Shin US , Yu CS , Kim DD , Yoon SN , Kim JC .
Department of Colon and Rectal Surgery, University of Ulsan College of Medicine, Asan Medical Center, Seoul, Korea. csyu@amc.seoul.kr
Abstract

PURPOSE: The aim of this study was to analyze the risk factors of pouch failure after a restorative proctocolectomy. METHODS: A restorative proctocolectomy was performed in 169 patients between November 1989 and May 2007. A retrospective review was done for postoperative complications and follow-up results of pouch failure, and the risk factors of pouch failure were analyzed. Pouch failure was defined as having occurred when a permanent ileostomy was constructed, regardless of pouch removal. The median follow-up was 48 (3~155) months. RESULTS: Among the 169 cases, 86 cases involved ulcerative colitis (UC group), 70 cases involved familial adenomatous polyposis or attenuated adenomatous polyposis coli (FAP group), and the remaining 13 involved hereditary nonpolyposis colorectal cancer or synchronous colon and rectal caner (CRC group).
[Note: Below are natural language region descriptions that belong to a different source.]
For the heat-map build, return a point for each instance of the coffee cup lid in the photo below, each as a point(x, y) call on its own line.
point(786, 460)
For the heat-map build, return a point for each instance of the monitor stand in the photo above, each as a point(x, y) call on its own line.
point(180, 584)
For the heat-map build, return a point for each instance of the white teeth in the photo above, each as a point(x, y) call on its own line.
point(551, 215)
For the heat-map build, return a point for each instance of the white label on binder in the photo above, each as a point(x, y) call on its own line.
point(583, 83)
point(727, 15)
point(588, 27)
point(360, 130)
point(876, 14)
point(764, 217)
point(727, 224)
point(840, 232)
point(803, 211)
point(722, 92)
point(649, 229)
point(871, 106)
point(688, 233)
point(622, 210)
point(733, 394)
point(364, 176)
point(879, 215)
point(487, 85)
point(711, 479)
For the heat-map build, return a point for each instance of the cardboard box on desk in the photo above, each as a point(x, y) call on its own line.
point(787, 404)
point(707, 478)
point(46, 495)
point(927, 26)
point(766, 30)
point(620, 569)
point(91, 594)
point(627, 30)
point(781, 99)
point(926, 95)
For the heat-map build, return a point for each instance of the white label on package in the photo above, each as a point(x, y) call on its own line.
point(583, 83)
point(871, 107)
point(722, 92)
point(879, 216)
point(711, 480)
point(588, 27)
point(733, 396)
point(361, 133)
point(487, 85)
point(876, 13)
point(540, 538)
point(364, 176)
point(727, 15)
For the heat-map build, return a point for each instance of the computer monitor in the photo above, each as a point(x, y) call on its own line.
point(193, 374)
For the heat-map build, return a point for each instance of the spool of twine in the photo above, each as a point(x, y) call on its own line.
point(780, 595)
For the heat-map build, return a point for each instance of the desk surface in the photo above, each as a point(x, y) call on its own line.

The sex ratios and the incidences of comorbidity were not significantly different between the groups, but the mean ages were. Complications occurred in 61 patients (36.1%): pelvic sepsis (28 cases), pouchitis (23 cases), desmoid tumor (12 cases), wound infection (10 cases), and anastomosis stricture (4 cases). The 5-year cumulative rate of pouch failure was 9.8%. Presence of a desmoid tumor, pelvic sepsis, and anastomosis stricture were risk factors of pouch failure. CONCLUSIONS: The cumulative pouch failure rate after a restorative proctocolectomy was 9.8% for 5 years, and pouch failure was associated with the presence of a desmoid tumor, pelvic sepsis, and anastomosis stricture.